Listeners are divided over what to make of the rewrite. The rapper Azealia Banks described the new lyrics as “forced” on her Instagram stories, and ridiculed the notion that an “imaginary adversary” could find Beyoncé’s man Jay-Z “even remotely attractive.” Others have flagged the slightly yikes couplet, “I raised that man/I raised his kids,” with one commenter observing: “Jolene is not the problem sweety, your boy is!”

I mean, yeah. Aren’t adult men responsible for their own choices? Another listener floated the idea that Beyoncé is singing on behalf of her mother, pointing out the line, “I’m still a Creole banjee b***h from Louisianne” (Beyoncé was born and raised in Houston, but her mom Tina is from Louisiana). I’m inclined to run with that one, mostly because it’s comforting.

It’s hardly my place to conclude how much of Beyoncé’s riff on “Jolene” is autobiographical, but I think we can safely assume she wants us to guess. Parton introduces the cover on “Cowboy Carter” in a separate track delightfully titled, “Dolly P.” She trills: “You know that hussy with the good hair you sing about? Reminds me of someone I knew back when.” That is, of course, a callback to “Becky with the good hair,” the character Beyoncé introduced in her 2016 single, “Sorry.” The song prompted frenzied speculation that Jay-Z had cheated on her (Jay-Z later admitted he had been unfaithful on his 2017 album, “4:44”). “Sorry” also included the iconic line, “Today I regret the night I put that ring on,” widely read as a nod to Beyoncé’s 2008 hit, “Single Ladies (Put a Ring on It).” And so on, and so on.

Though her art consistently supercharges fans’ suspicions, Beyoncé has always kept her cards close to her chest in real life. She’s never confirmed whether “Becky” represents a specific person, or whether “Sorry” is even linked to her husband’s infidelity.

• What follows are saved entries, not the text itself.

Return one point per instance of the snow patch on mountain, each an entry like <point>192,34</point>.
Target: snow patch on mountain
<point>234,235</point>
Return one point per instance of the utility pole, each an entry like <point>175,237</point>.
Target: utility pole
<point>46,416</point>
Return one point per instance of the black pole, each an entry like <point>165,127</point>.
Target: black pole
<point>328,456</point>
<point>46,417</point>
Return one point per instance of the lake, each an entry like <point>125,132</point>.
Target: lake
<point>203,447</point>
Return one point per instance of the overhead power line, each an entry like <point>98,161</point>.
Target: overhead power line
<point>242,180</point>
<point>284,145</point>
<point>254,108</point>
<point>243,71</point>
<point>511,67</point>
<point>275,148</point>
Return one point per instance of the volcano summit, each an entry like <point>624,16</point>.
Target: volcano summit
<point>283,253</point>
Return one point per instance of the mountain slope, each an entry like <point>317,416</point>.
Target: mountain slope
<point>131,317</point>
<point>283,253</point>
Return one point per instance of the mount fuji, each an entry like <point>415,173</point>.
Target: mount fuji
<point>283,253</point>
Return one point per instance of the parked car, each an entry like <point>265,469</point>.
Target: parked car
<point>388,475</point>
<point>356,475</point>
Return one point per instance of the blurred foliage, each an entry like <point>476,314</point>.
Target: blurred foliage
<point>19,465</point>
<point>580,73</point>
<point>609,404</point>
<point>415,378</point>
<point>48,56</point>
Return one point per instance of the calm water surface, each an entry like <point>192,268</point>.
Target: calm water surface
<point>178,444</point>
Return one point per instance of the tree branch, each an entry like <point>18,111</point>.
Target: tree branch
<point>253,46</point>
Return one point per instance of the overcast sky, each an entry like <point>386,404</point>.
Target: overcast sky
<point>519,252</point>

She doesn’t relay her personal histories explicitly — she writes stories. One has to assume that given her superstardom has spanned several decades, she does so knowing full well they’ll be dissected and spun in a thousand directions. That approach applies perfectly to country music (though she insists “Cowboy Carter” is “a ‘Beyoncé’ album,” not a country album). The flourishes are theatrical and tantalizing — but evocative of something earthy and real.

In “Daughter,” the track that follows “Jolene” on “Cowboy Carter,” Beyoncé continues on the theme of adultery. She coos, “Your body laid out on these filthy floors/Your bloodstains on my custom coutures/Bathroom attendant let me right in/She was a big fan.” It’s juicy, but the refrain’s more interesting. It goes: “If you cross me, I’m just like my father/I am colder than Titanic water.” There’s an undertone of generational pain, also hinted at throughout “Jolene,” that suggests a deeper, more formative narrative than that of a cheating husband. Like I said, I prefer the mom theory.

Whether or not Beyoncé’s “Jolene” has anything to do with her real life — or anyone’s — I think it’s a mistake to see it as a departure from Parton’s version. Yes, it’s a tonal U-turn, and yes, it’s frustrating in this day and age to hear a woman stand off with a potential rival, rather than her treacherous lover. But isn’t that what the love of classic songs is? Unwieldy and unreasonable? For someone cycling through the stages of post-cheating grief, Beyoncé’s “Jolene” reads like the “anger” prequel to Dolly’s “bargaining” “Jolene.” As listeners, the point isn’t to imitate either of them, or to know the roots of every phrase. It’s to feel what they feel. Love songs aren’t meant to be aspirational. They’re meant to be honest.